Smith told a funny story about fighting off howler monkeys during a vacation in Costa Rica. He talked about how Tampa Bay feels like home. He paid proper respect to the good old days with Derrick Brooks and Warren Sapp. He optimistically looked to the future with Gerald McCoy and Lavonte David.
He sold hope, but not a bill of goods.
"We're a 4-12 team," he said. "We are what our record says we are. We have a long ways to go."
All in all, he said a lot of things you want and expect to hear on a coach's first day.
But, quite honestly, Smith said a few things that got him into trouble at his last job in Chicago.
Smith, you see, is a defensive coach, and defensive coaches always think the best way to win is to make sure the other team scores fewer points than you do.
Control the ball, protect the rock, sack the quarterback, pick off a pass or two, recover a fumble, maybe return a punt for a touchdown, kick a couple of field goals.

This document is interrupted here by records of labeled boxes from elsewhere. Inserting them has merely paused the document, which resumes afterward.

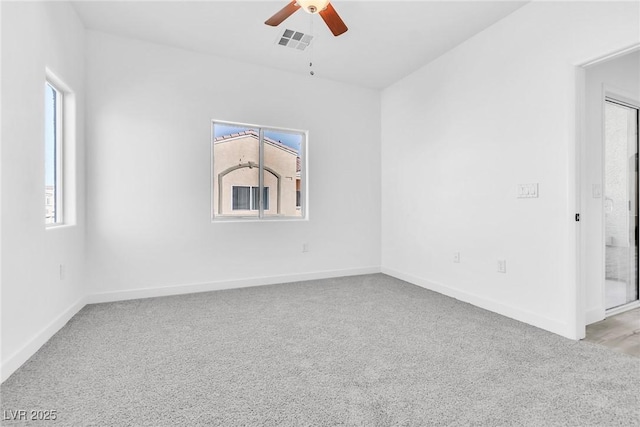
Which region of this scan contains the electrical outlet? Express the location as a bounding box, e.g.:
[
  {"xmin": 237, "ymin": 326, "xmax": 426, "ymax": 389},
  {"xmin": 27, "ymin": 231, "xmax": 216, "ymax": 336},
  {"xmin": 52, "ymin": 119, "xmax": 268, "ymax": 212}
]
[
  {"xmin": 498, "ymin": 259, "xmax": 507, "ymax": 273},
  {"xmin": 518, "ymin": 183, "xmax": 538, "ymax": 199}
]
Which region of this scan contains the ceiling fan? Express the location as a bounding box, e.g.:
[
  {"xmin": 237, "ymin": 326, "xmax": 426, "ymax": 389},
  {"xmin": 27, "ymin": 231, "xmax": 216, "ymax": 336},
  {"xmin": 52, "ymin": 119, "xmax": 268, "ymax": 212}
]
[{"xmin": 265, "ymin": 0, "xmax": 348, "ymax": 37}]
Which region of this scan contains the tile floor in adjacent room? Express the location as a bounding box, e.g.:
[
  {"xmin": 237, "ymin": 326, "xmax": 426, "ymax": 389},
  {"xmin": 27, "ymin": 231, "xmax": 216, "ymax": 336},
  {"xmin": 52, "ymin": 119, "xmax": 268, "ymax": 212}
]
[{"xmin": 585, "ymin": 308, "xmax": 640, "ymax": 357}]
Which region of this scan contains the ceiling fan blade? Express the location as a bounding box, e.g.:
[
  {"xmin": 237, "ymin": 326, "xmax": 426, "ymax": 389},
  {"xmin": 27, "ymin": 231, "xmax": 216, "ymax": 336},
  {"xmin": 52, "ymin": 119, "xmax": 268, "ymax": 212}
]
[
  {"xmin": 320, "ymin": 3, "xmax": 348, "ymax": 37},
  {"xmin": 264, "ymin": 0, "xmax": 300, "ymax": 27}
]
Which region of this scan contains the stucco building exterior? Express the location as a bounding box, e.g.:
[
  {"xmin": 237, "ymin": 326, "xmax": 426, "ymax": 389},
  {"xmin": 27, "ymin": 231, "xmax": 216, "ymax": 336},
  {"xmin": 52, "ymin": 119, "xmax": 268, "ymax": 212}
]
[{"xmin": 213, "ymin": 130, "xmax": 302, "ymax": 217}]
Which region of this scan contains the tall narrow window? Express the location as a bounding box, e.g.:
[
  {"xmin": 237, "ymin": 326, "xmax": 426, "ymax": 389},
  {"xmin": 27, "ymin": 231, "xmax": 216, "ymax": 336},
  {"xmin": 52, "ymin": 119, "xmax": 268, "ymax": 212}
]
[
  {"xmin": 211, "ymin": 121, "xmax": 306, "ymax": 219},
  {"xmin": 44, "ymin": 81, "xmax": 63, "ymax": 225}
]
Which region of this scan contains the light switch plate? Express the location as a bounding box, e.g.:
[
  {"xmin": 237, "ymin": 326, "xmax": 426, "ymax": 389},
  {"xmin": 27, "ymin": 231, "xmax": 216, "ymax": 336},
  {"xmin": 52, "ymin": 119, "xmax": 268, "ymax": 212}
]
[
  {"xmin": 591, "ymin": 184, "xmax": 602, "ymax": 199},
  {"xmin": 518, "ymin": 183, "xmax": 538, "ymax": 199}
]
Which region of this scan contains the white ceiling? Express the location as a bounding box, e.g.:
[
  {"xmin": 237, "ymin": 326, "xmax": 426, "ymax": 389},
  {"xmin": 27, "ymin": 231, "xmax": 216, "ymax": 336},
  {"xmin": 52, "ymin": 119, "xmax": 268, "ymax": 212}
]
[{"xmin": 73, "ymin": 0, "xmax": 527, "ymax": 88}]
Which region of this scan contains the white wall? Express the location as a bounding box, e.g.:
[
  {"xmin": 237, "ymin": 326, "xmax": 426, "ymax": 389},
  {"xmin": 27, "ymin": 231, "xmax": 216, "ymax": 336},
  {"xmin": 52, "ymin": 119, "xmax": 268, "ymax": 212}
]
[
  {"xmin": 582, "ymin": 51, "xmax": 640, "ymax": 324},
  {"xmin": 382, "ymin": 2, "xmax": 640, "ymax": 338},
  {"xmin": 1, "ymin": 2, "xmax": 85, "ymax": 380},
  {"xmin": 86, "ymin": 32, "xmax": 380, "ymax": 301}
]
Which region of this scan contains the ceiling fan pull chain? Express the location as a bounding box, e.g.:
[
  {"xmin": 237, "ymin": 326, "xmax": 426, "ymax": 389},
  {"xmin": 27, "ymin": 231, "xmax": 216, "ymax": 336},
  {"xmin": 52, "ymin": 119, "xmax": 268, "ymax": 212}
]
[{"xmin": 309, "ymin": 15, "xmax": 316, "ymax": 76}]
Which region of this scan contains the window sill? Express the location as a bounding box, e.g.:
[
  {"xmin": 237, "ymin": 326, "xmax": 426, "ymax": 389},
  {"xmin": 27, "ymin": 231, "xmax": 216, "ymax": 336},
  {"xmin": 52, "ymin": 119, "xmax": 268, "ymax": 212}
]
[
  {"xmin": 211, "ymin": 217, "xmax": 309, "ymax": 224},
  {"xmin": 45, "ymin": 224, "xmax": 76, "ymax": 231}
]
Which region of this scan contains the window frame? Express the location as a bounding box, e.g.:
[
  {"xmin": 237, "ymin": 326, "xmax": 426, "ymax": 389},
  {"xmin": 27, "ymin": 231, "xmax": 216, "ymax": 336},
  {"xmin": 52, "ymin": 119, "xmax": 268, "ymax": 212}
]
[
  {"xmin": 209, "ymin": 119, "xmax": 309, "ymax": 223},
  {"xmin": 45, "ymin": 80, "xmax": 65, "ymax": 228}
]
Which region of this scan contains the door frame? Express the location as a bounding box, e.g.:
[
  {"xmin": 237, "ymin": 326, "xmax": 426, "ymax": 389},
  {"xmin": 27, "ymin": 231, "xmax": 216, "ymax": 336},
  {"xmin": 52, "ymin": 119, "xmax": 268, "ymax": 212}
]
[{"xmin": 568, "ymin": 43, "xmax": 640, "ymax": 339}]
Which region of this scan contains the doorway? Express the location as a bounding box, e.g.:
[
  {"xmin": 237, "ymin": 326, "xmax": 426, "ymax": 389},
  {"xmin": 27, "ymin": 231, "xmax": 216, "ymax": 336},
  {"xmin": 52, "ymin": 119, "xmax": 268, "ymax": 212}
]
[{"xmin": 603, "ymin": 94, "xmax": 639, "ymax": 313}]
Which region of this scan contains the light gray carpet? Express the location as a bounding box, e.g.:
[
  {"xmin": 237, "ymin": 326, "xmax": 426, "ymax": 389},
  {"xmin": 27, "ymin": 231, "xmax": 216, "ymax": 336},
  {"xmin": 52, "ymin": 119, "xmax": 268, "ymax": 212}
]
[{"xmin": 1, "ymin": 274, "xmax": 640, "ymax": 426}]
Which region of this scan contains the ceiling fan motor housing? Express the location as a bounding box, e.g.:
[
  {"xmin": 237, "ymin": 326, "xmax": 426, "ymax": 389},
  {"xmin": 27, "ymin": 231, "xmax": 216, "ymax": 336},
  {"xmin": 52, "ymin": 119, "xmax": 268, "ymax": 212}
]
[{"xmin": 297, "ymin": 0, "xmax": 329, "ymax": 14}]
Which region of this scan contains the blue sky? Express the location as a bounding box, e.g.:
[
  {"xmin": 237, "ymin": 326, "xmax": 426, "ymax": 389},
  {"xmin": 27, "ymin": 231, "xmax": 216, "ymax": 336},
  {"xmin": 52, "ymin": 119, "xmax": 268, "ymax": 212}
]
[{"xmin": 213, "ymin": 123, "xmax": 302, "ymax": 153}]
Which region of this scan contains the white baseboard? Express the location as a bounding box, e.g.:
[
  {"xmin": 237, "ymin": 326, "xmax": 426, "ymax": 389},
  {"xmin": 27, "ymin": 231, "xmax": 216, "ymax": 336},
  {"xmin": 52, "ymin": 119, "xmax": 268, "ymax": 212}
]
[
  {"xmin": 87, "ymin": 267, "xmax": 380, "ymax": 304},
  {"xmin": 0, "ymin": 298, "xmax": 86, "ymax": 382},
  {"xmin": 584, "ymin": 307, "xmax": 605, "ymax": 325},
  {"xmin": 381, "ymin": 267, "xmax": 578, "ymax": 340}
]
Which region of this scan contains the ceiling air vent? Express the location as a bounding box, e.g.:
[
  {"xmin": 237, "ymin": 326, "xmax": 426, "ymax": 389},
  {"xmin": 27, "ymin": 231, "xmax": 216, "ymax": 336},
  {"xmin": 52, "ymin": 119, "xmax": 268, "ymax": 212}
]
[{"xmin": 276, "ymin": 30, "xmax": 313, "ymax": 50}]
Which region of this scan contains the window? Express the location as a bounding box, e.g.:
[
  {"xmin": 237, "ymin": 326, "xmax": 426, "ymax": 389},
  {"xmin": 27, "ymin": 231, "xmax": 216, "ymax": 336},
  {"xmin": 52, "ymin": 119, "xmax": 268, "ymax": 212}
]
[
  {"xmin": 44, "ymin": 81, "xmax": 64, "ymax": 225},
  {"xmin": 211, "ymin": 121, "xmax": 306, "ymax": 220},
  {"xmin": 231, "ymin": 185, "xmax": 269, "ymax": 211}
]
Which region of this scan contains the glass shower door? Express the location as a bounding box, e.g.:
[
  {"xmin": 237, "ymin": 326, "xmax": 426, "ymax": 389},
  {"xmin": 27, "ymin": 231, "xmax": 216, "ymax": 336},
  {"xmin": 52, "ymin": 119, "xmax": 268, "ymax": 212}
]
[{"xmin": 604, "ymin": 99, "xmax": 638, "ymax": 309}]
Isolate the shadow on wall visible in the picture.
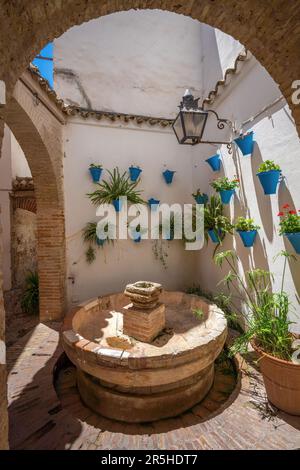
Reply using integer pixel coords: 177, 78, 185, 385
251, 142, 274, 242
278, 178, 300, 304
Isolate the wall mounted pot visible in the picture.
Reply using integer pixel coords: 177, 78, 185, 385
112, 199, 122, 212
163, 170, 175, 184
219, 189, 235, 204
234, 131, 254, 155
284, 232, 300, 255
237, 230, 257, 248
89, 166, 103, 183
129, 166, 142, 181
256, 170, 281, 194
194, 194, 208, 204
205, 153, 221, 171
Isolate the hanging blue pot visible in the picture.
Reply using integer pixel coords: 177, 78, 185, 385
112, 199, 122, 212
234, 131, 254, 155
284, 232, 300, 255
163, 170, 175, 184
237, 230, 257, 248
205, 153, 221, 171
194, 194, 208, 204
148, 197, 160, 211
208, 229, 221, 243
256, 170, 281, 194
129, 166, 142, 181
220, 189, 235, 204
89, 166, 103, 183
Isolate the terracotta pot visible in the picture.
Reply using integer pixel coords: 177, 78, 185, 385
252, 343, 300, 416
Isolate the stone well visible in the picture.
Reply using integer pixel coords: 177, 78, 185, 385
62, 292, 227, 422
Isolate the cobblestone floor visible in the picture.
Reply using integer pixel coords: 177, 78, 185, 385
8, 323, 300, 450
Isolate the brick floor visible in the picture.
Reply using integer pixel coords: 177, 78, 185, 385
8, 323, 300, 450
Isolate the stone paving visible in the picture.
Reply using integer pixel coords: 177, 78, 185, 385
8, 323, 300, 450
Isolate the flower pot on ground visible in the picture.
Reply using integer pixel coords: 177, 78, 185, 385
129, 166, 142, 181
257, 160, 281, 194
163, 170, 175, 184
234, 131, 254, 155
278, 204, 300, 255
234, 217, 260, 248
205, 153, 221, 171
89, 163, 103, 183
215, 250, 300, 416
210, 176, 239, 204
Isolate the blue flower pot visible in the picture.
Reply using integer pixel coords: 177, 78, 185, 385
163, 170, 175, 184
284, 232, 300, 255
112, 199, 122, 212
256, 170, 281, 194
89, 167, 103, 183
208, 229, 221, 243
234, 131, 254, 155
129, 166, 142, 181
220, 189, 235, 204
148, 197, 160, 211
194, 194, 208, 204
237, 230, 257, 248
205, 153, 221, 171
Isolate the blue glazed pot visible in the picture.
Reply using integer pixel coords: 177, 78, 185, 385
234, 131, 254, 155
220, 189, 235, 204
112, 199, 122, 212
284, 232, 300, 255
129, 166, 142, 181
205, 153, 221, 171
163, 170, 175, 184
237, 230, 257, 248
89, 167, 103, 183
194, 194, 208, 204
256, 170, 281, 194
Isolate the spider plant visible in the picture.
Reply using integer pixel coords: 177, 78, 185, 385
87, 167, 145, 205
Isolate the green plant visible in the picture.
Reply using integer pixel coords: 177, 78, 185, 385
257, 160, 280, 173
21, 271, 39, 315
87, 167, 145, 205
234, 217, 260, 232
210, 176, 240, 193
215, 250, 295, 360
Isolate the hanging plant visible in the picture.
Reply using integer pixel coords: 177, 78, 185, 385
129, 165, 142, 181
234, 131, 254, 155
257, 160, 281, 194
278, 204, 300, 255
88, 167, 145, 212
210, 176, 239, 204
234, 217, 260, 248
89, 163, 103, 183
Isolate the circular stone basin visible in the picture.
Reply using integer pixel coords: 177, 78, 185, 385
62, 291, 227, 422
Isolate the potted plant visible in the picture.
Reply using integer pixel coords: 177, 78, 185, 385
215, 250, 300, 416
278, 204, 300, 255
205, 153, 221, 171
192, 189, 208, 204
89, 163, 102, 183
257, 160, 281, 194
234, 217, 260, 248
210, 176, 239, 204
234, 131, 254, 155
204, 196, 233, 249
163, 170, 176, 184
88, 167, 145, 212
129, 165, 142, 181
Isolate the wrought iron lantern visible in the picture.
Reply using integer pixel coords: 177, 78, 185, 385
172, 90, 232, 145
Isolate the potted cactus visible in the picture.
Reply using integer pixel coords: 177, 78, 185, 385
257, 160, 281, 194
89, 163, 103, 183
210, 176, 239, 204
278, 204, 300, 255
234, 217, 260, 248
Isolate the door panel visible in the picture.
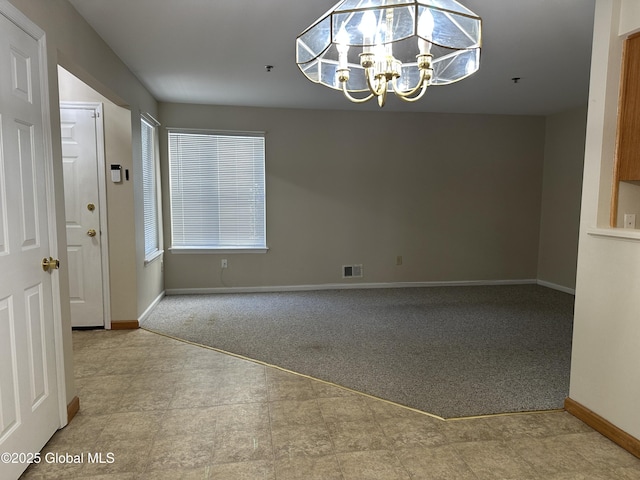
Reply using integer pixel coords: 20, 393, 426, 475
0, 4, 60, 479
60, 103, 105, 327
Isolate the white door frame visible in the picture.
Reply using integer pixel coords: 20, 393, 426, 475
0, 0, 67, 427
60, 101, 111, 330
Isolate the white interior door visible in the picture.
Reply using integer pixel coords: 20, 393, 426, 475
0, 3, 60, 479
60, 103, 105, 327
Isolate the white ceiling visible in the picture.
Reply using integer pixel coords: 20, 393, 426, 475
70, 0, 595, 115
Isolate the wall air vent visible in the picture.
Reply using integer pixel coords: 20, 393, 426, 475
342, 265, 362, 278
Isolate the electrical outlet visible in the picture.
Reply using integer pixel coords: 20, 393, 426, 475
624, 213, 636, 228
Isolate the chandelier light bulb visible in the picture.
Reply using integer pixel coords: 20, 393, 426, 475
418, 8, 435, 54
336, 25, 349, 69
358, 10, 378, 45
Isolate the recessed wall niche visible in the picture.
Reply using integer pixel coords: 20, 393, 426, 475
611, 33, 640, 228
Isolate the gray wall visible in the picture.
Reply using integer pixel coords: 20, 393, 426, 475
538, 107, 587, 290
159, 103, 544, 289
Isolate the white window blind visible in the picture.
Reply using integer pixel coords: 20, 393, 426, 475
140, 117, 160, 260
169, 130, 266, 249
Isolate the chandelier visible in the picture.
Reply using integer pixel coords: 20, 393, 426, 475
296, 0, 482, 107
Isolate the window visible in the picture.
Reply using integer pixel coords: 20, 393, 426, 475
140, 114, 162, 263
169, 129, 266, 252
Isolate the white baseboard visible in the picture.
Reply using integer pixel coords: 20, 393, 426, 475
138, 291, 165, 324
166, 279, 538, 296
537, 280, 576, 295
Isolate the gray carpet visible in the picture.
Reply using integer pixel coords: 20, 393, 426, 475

And when the clock reaches zeroes, you've won something like 13-10.
"If you play great defense, you can win eight games," Smith said. "If you have special teams along with that, if you're great at special teams, you can win 10."
This isn't to say that Smith is against scoring points. Who is? He admits that the better the quarterback is, the better the team is. And he certainly wasn't going to commit one way or the other on quarterback Mike Glennon, who remains very much a question mark as an NFL starter.
"I believe you need to have a very good player at that position," Smith said. "Do I think you need to have a Hall of Fame guy to be able to win in the NFL? No. I don't think you need that."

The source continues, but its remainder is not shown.